Paris Fashion Week is a glamorous grind, but its offerings are otherworldly. Telfar Clemens (who typically shows in NYC) brought his scene-stealing spectacle to kick off the week. Naomi Campbell closed Saint Laurent’s light show at the Eiffel Tower wearing a sequin suit. Rick Owens boasted bubble blowers, while pleated dresses suspended in the air cascaded down and slipped onto models at Issey Miyake. Balenciaga served up larger-than-life ballgowns that bounced down the runway. And Louis Vuitton closed the week with a front row that included Justin Timberlake and Jessica Biel. Ah, the magic of Paris.

Hippie heaven

Paris waxed nostalgic for Bohemia: While Paco Rabanne took a psychedelic trip with bold colors and groovy prints, Hedi Slimane’s Celine nailed a more streamlined aesthetic with high-waisted flared jeans and romantic peasant tops. Saint Laurent marched to a rock vibe, complete with Lurex head scarves and hot pants.

Haute angles

Clothes were slished and slashed every which asymmetric way. Dior and Valentino both showed one-shouldered stunners, adorned with flowers and feathers, while Alexander McQueen whipped up zigzagged hemlines with piled-on layers. Heavenly.

Green scene

The color of the spring 2020 season (shades of it also dominated New York runways last month) has never been easier on the eyes. Louis Vuitton showed paisley-printed coat dresses, while Givenchy and Balenciaga offered floral frocks. Balmain blinged out minis with bubble-shaped embellishments, while Noir Kei Ninomiya’s tulle gowns personified botanical beauties.

Bare minimal

Runways felt more pared down than ever, but not without thought behind the threads: Off-White’s high-slit shirtdress tapped into fashion’s obsession with ’90s minimalism, while Miu Miu’s white dress — styled easily with a cardigan — struck the perfect balance between retro and sexy. At Loewe, essentials were stripped down to a sheer bra and flowing skirt. Simply stunning.

Strong suit

Power dressing doesn’t have to mean pants: Chanel tricked out its signature tweed with Carrie Bradshaw-like flower pins, peplums and flats. Marine Serre showed matchy minis (and little dogs, too).

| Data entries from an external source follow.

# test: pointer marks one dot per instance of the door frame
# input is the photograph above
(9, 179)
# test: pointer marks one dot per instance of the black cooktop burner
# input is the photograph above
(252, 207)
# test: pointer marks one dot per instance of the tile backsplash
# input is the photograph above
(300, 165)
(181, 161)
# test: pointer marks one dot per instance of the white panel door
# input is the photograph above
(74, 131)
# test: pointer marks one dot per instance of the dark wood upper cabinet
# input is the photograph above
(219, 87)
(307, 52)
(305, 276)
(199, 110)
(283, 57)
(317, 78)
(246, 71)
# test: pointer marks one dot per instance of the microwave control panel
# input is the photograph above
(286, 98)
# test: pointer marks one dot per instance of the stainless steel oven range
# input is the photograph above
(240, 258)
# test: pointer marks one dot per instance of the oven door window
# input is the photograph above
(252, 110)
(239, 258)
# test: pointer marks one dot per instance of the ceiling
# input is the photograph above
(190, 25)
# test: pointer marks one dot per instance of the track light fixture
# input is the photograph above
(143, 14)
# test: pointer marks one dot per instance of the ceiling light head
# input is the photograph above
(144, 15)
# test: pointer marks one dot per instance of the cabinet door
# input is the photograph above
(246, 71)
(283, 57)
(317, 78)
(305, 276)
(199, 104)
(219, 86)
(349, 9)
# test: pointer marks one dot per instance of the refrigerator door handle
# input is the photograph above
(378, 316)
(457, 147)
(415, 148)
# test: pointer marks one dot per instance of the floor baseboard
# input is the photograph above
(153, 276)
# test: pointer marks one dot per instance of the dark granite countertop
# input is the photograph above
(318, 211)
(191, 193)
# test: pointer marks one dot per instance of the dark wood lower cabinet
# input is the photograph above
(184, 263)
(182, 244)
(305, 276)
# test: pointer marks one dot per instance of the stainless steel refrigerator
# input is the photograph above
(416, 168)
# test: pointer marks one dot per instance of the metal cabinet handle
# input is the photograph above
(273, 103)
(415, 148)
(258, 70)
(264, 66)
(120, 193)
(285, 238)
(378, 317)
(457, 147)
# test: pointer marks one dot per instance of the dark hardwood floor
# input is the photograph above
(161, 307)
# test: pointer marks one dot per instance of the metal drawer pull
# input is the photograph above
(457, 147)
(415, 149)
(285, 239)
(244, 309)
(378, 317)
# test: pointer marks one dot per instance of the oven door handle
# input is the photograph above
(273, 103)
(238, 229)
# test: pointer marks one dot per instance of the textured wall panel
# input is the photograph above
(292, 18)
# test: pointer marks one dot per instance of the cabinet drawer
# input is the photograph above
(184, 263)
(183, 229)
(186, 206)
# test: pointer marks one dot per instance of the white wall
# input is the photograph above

Altuzarra’s tailored skirt suit, meanwhile, was a study in color play.

Daring duo

NY Post photo composite

It takes a lot to excite the normally jaded fashion crowd, especially on the last leg of fashion month. But Belgian designer Dries Van Noten (known for his immensely wearable pieces) pulled off just such a feat by unveiling a top-secret collaboration with over-the-top French designer Christian Lacroix. Just for fun! (Fun! Who would’ve thought?!) The looks were hybrids of the two iconic aesthetics: bright bows and ruffles blended seamlessly with slouchy sweatshirts, practical bottoms and embellished outerwear. A hearty reminder that fashion — at its core — is meant to delight.

Disco fever

BFA/Courtesy of Brother Vellies

For her debut Paris fashion-week presentation at the Peninsula Paris, Brother Vellies founder and creative director Aurora James sought inspiration from the ’70s and the ’90s. Translation? These spectacularly decadent, disco-inspired strappy sandals, destined to be spring 2020’s shiniest street-style stars.

Flower power

NY Post photo composite

Florals are a spring evergreen, especially on Giambattista Valli’s runways. This time, he piled flowers not only on his signature frothy frocks, but also on models. Their faces were framed with freshly cut orchids, while others wore pastel feather crowns, tiara-style (left). Garden party at its finest.